Faraó possui a autoridade política para permitir a saída de José, mas reconhece que a obrigação nasceu antes da audiência. O rei permite; o juramento exige.

José não cumpre a vontade do pai em oposição aberta ao soberano. Também não submete o pedido de Jacó a uma reformulação egípcia. O compromisso familiar e a autorização estatal operam em planos diferentes e, nesse episódio, não entram em conflito.

O silêncio de Faraó sobre o destino do corpo também merece atenção. Jacó havia recebido tratamento funerário egípcio e fora chorado durante setenta dias. Ainda assim, o soberano aceita que o corpo deixe o país e seja depositado numa sepultura ancestral em Canaã.

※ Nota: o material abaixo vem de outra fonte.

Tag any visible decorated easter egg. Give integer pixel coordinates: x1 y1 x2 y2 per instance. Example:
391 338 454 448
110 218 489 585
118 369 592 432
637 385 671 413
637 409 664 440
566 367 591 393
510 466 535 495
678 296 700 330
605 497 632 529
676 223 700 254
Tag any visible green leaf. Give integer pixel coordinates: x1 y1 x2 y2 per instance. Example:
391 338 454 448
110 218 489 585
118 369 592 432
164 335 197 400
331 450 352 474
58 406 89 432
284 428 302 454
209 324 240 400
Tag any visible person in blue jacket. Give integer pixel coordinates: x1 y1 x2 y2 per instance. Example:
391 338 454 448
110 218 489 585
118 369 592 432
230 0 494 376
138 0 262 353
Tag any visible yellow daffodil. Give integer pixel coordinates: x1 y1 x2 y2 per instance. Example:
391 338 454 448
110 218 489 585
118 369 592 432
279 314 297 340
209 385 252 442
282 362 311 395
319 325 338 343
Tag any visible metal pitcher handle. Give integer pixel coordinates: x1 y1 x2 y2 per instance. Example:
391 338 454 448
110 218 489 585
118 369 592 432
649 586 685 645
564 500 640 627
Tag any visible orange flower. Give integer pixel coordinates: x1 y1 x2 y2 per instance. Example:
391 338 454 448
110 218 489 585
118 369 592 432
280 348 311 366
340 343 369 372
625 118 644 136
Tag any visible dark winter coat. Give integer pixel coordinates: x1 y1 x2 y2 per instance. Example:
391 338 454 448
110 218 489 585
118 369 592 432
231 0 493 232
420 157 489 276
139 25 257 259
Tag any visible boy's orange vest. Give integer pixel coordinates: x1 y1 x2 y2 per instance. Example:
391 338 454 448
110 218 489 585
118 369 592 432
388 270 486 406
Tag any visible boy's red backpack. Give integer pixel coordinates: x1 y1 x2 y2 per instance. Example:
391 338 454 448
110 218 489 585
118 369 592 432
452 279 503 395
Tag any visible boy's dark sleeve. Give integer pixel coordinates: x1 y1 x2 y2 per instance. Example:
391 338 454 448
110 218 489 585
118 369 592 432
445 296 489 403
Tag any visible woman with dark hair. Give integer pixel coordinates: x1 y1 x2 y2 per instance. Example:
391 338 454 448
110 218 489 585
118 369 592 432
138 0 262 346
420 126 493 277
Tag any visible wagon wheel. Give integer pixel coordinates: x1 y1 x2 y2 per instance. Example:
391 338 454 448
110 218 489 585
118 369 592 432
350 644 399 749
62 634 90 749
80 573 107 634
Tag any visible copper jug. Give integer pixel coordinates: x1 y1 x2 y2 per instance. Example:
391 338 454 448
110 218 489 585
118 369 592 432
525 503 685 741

A decisão preserva a tensão que atravessa o final de Gênesis. O Egito acolheu a família durante a fome, mas não absorveu completamente sua memória. Jacó pode receber honra da corte sem abandonar a geografia de Abraão e Isaque.

O pedido formal abre caminho para um cortejo de Estado

A autorização parece resolver o problema, mas amplia a escala da narrativa.

José havia pedido permissão para subir, sepultar o pai e retornar. O que deixará o Egito, porém, não será um pequeno grupo familiar. Servos de Faraó, anciãos da corte, anciãos do país, carros e cavaleiros acompanharão a viagem.

O pedido submetido a Faraó em Gênesis 50:4-6 abre caminho para uma das maiores procissões funerárias de todo o livro. O corpo de um pastor vindo de Canaã será escoltado por representantes do poder egípcio até a sepultura adquirida por Abraão.

A corte autorizou o cumprimento do juramento. Agora, a composição da comitiva mostrará que a morte de Jacó já não pertence apenas aos seus filhos.

Esta reportagem contribui para a reconstrução de Gênesis 50:4-6, mas não substitui a leitura direta do capítulo e de suas conexões com Gênesis 47:29-31 e 49:29-32.